③ 松下幸之助氏は1977年、山下俊彦氏を3代目社長に任命。松下正治氏を事実上お飾りの会長に棚上げした。24人の先輩を押さえての就任だったため「山下跳び」と呼ばれるほど画期的な人事だった。大学も出ていない仕事師をポスト正治氏に据えたという点も、正治氏には当てつけに思えたようだ。

④ 山下俊彦氏(3代目社長)は、1986年に4代目社長に就任した谷井昭雄氏に、松下正治氏退任を引き継ぎ事項とした。

⑤ 1989年4月、松下幸之助氏が94歳で逝去。会長にとどまっていた松下正治氏が78歳にして最高権力を手にし、発言力を強める。正治氏は谷井社長を介さず、1990年11月、松下電器はアメリカ映画会社MCA(現・ユニバーサル・スタジオ)を61億3000万ドル(約7800億円)で買収。1989年11月にアメリカ映画会社コロンビア・ピクチャーズ・エンタテインメント(1991年8月、ソニー・ピクチャーズエンタテインメントに社名変更)を買収したソニーに対抗心を燃やした。しかし、金融収支が悪化し1991年3月期に赤字転落。その後もハードとソフトの融合でまったく成果が出せなかったため、1995年4月にカナダ・シーグラムに売却する。

山下氏による世襲批判発言が波紋

⑥ 1993年2月、谷井社長が子会社ナショナルリースの巨額損失事件や冷蔵庫の欠陥問題などを巡り、正治氏から責任を問われ辞任。正治氏はこれを好機として逆襲に転じ、松下家および正治氏を温存すると見た森下洋一氏を5代目社長に据える。その背景には、正幸氏を6代目社長にしようとする強い願望があった。正幸氏は洗濯機事業部を経て、1986年、40歳で取締役に就任。その後、常務、専務に。
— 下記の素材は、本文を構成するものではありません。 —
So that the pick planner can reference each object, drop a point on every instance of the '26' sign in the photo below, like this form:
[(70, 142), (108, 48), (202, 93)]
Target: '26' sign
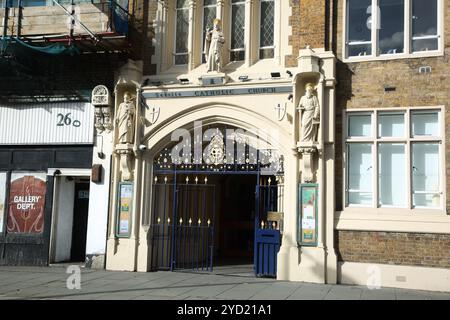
[(66, 120)]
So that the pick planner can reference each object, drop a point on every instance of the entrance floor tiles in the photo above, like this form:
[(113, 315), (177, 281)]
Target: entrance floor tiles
[(223, 284)]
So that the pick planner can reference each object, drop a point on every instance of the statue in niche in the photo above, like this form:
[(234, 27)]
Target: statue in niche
[(311, 114), (214, 42), (125, 119)]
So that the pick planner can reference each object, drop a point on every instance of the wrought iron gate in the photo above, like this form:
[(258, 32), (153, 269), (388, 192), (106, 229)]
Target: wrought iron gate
[(269, 203), (182, 229)]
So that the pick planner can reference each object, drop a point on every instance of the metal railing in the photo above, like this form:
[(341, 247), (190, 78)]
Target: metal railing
[(118, 15)]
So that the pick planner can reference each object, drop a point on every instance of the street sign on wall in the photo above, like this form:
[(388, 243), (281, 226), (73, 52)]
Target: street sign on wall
[(51, 123)]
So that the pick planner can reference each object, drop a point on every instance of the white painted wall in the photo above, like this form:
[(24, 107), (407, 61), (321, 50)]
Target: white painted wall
[(99, 199), (47, 123), (64, 216)]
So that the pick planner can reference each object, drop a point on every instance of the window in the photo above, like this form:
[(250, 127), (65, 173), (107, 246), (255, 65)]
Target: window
[(266, 31), (394, 159), (26, 202), (237, 46), (3, 177), (425, 25), (359, 17), (182, 32), (209, 14), (377, 28)]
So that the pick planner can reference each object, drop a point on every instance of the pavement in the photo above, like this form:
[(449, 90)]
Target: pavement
[(225, 283)]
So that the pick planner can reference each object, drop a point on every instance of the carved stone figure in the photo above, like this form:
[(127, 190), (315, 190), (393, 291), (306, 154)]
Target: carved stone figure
[(125, 120), (214, 42), (311, 114)]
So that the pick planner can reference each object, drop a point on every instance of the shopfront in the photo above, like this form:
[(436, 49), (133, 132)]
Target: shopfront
[(45, 164)]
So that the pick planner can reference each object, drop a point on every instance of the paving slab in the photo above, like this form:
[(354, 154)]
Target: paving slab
[(50, 283)]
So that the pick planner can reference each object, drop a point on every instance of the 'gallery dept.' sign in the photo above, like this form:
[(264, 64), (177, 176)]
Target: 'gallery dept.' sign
[(49, 123), (27, 202)]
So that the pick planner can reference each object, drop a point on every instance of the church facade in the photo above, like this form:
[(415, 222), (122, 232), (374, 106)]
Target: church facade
[(308, 140)]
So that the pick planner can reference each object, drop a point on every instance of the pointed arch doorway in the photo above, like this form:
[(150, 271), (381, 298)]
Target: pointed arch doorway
[(216, 200)]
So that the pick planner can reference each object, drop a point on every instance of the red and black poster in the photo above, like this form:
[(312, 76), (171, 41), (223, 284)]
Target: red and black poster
[(27, 203)]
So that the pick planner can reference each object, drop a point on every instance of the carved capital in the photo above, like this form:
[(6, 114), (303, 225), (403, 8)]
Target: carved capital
[(308, 153), (126, 155)]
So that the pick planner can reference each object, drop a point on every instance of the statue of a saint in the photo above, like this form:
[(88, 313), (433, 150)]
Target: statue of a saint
[(214, 42), (311, 113), (125, 119)]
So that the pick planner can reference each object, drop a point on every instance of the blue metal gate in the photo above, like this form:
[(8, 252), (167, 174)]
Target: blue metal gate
[(182, 229), (267, 231)]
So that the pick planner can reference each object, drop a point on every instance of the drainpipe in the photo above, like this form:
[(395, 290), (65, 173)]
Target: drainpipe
[(5, 19), (19, 19)]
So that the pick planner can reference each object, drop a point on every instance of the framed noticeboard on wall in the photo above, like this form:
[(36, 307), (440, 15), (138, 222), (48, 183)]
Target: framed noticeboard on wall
[(124, 209), (307, 223)]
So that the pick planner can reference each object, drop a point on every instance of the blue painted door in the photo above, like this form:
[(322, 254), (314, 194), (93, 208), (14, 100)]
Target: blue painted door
[(267, 233)]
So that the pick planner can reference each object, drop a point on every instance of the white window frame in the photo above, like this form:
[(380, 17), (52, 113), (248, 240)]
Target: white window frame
[(246, 23), (203, 24), (408, 140), (175, 53), (274, 30), (408, 53)]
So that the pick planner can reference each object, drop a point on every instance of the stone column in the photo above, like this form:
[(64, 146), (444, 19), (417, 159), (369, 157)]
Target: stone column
[(248, 32), (192, 48)]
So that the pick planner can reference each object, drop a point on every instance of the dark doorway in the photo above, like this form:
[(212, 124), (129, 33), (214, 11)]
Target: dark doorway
[(236, 229), (80, 221)]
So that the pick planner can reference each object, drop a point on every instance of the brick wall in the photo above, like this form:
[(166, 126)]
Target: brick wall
[(308, 22), (361, 85), (141, 33), (412, 249)]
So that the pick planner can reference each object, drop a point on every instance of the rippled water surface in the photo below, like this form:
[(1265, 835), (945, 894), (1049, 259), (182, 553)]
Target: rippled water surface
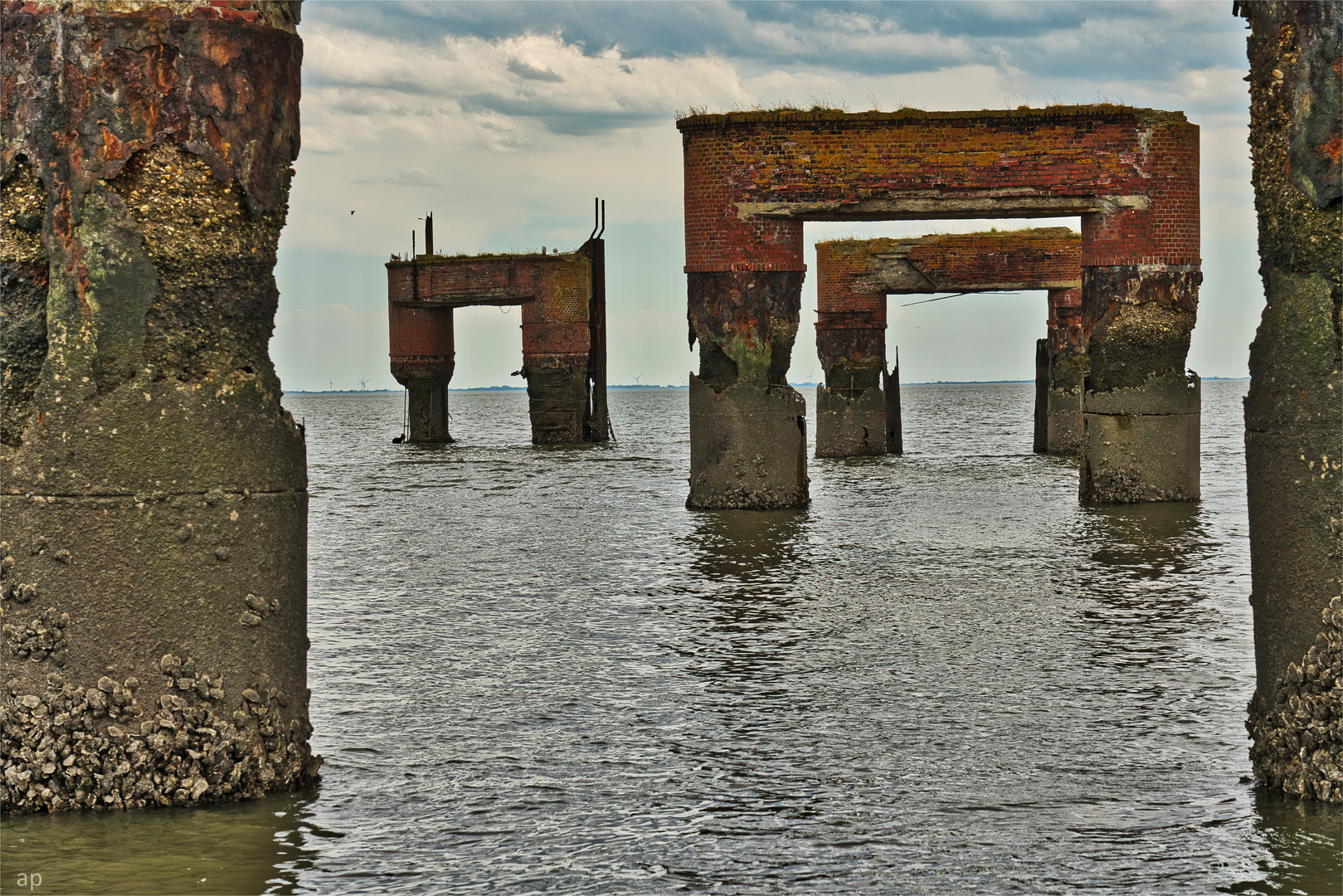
[(533, 670)]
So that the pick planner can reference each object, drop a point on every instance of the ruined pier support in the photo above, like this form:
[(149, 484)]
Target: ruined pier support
[(563, 301), (153, 489), (1293, 423), (748, 427), (853, 280), (1141, 409), (752, 179), (423, 359), (1065, 373)]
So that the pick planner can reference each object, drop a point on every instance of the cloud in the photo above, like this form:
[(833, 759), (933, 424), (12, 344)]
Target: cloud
[(503, 93), (405, 178)]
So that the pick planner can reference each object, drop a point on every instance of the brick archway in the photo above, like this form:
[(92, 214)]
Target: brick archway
[(856, 411), (752, 179)]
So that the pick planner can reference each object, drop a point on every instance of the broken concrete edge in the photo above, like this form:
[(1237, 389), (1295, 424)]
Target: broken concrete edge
[(1297, 744), (747, 448), (878, 245), (833, 116), (850, 427)]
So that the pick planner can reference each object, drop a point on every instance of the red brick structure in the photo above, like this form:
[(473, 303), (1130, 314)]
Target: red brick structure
[(563, 303), (752, 179), (853, 280)]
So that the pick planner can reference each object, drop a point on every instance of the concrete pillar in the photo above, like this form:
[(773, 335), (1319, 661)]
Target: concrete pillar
[(895, 425), (1293, 423), (1039, 438), (1067, 373), (153, 489), (557, 401), (748, 441), (1141, 410), (850, 406), (557, 349), (423, 358), (852, 348)]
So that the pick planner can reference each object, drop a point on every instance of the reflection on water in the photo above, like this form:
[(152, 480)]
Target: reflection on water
[(535, 670), (258, 846), (757, 550), (1304, 850)]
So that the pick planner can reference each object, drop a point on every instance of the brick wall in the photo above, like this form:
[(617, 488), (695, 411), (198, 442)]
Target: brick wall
[(553, 292), (854, 277), (835, 165)]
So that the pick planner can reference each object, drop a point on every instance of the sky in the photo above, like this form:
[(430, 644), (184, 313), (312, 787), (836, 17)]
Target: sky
[(505, 119)]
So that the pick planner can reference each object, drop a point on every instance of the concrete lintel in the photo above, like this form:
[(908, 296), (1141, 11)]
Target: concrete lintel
[(932, 204), (468, 299)]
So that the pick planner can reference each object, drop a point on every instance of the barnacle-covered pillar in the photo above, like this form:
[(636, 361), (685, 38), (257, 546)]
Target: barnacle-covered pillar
[(153, 489), (1293, 423), (852, 347), (1065, 373)]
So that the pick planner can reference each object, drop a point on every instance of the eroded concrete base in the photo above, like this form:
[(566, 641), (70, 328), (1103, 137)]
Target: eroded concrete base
[(850, 427), (1297, 730), (557, 401), (1141, 444), (1064, 405), (154, 649), (748, 448), (429, 410)]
1996年には副社長にと、とんとん拍子で昇進。「正幸社長」が現実味を帯びてきた。マスコミからも、ことあるごとに世襲の可能性が問われた。そのような中に会って、1997年、当時相談役になっていた山下俊彦氏が大阪市内で開かれた関西日蘭協会のパーティー会場で記者団と懇談していたとき、「創業者の孫というだけで副社長になるのはおかしい」と批判。この一言が記事になりたちまち大きな波紋を呼ぶ。社内でも世襲否定派が台頭した。

⑦ 世襲批判の機運が盛り上がる中、デベロッパーであり松下家の資産管理会社でもあった松下興産の巨額負債が発覚。和歌山のリゾート施設・マリーナシティなどへの過剰な投資により、最終的に7700億円もの有利子負債を抱えてしまう。同社は松下幸之助氏が1983年まで社長を務め、それ以降は、松下正治氏の娘婿である関根恒雄氏が後任を託されていた。そのこともあり、松下電器が再建することになった。2000年、この問題の責任を取り、正治氏は会長から名誉会長に退き、2001年に関根氏も更迭。2005年に松下興産は清算される。

⑧ 松下家の松下電器への影響力が極めて弱くなり、2000年に中村邦夫氏が6代目社長に就任したことで、「山下発言」以来、社内外で注目され続けた世襲問題は、事実上終結した。松下正幸氏は副会長に棚上げされ、社長になることはなかった。中村氏は「破壊と創造」というスローガンの下、「創業者の経営理念以外はすべて変えていい」と宣言し、不採算拠点の統廃合、事業部制の廃止、主要関連会社の子会社化、人員削減にも手をつけた。